Minority-serving institutions or MSIs is a term used to group all higher education institutions that serve minoritized students. However, there are distinctions between them. HSIs, PBIs, and AANAPISIs receive their designation based on the percent of their student population representing that minoritized group, and as enrollment changes, so can their designation. This qualifies an institution to compete for Title III and Title IV funding under the Higher Education Act (HEA).
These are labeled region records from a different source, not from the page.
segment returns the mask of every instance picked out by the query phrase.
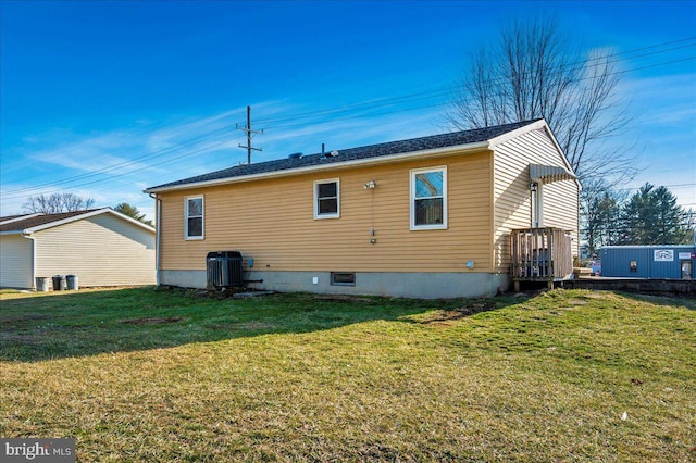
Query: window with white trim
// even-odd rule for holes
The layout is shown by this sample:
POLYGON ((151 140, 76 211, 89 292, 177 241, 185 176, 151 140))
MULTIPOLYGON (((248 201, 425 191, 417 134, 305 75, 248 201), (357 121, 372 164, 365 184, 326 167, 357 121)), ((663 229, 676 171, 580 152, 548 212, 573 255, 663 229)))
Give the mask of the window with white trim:
POLYGON ((338 178, 314 182, 314 218, 340 216, 340 185, 338 178))
POLYGON ((186 239, 203 239, 203 197, 189 196, 186 198, 186 239))
POLYGON ((447 228, 447 167, 411 171, 411 229, 447 228))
The HSI designation requires 25 percent of enrolled students to be Latinx, the PBI designation requires 40 percent of enrolled students to be Black, and the AANAPSI designation requires 10 percent of enrolled students to be Asian or Pacific Islander.
Congress amended the HEA to include other types of colleges and universities serving concentrations of minoritized students as MSIs. But, unlike HBCUs, whose federal designation results from their historic role in American higher education and does not rely on a specific Black enrollment, other MSIs are designated primarily because they have experienced significant growth in minority student enrollment and, thus, their federal funding eligibility is based on the proportion of minority students enrolled. The vast majority of these MSIs are located in the west and southwest, where the Hispanic population is growing. The over 500 HSIs can include large, well-resourced research universities, such as the University of California at Irvine and Texas A&M University, whose federal eligibility requires enrollment of at least 25 percent of students of Hispanic origin. Similarly, AANAPISIs, such as Georgia State University and the University of Hawaii at Hilo, must enroll at least 10 percent of Asian, Native American, or Pacific Islander students. Some PBIs were predominantly white institutions and are now designated as PBIs due to changes in the composition of their student bodies; PBIs, such as the University of West Alabama, Chicago State University, and Johnson and Wales University, must enroll at least 40 percent of Black students to receive HEA funding.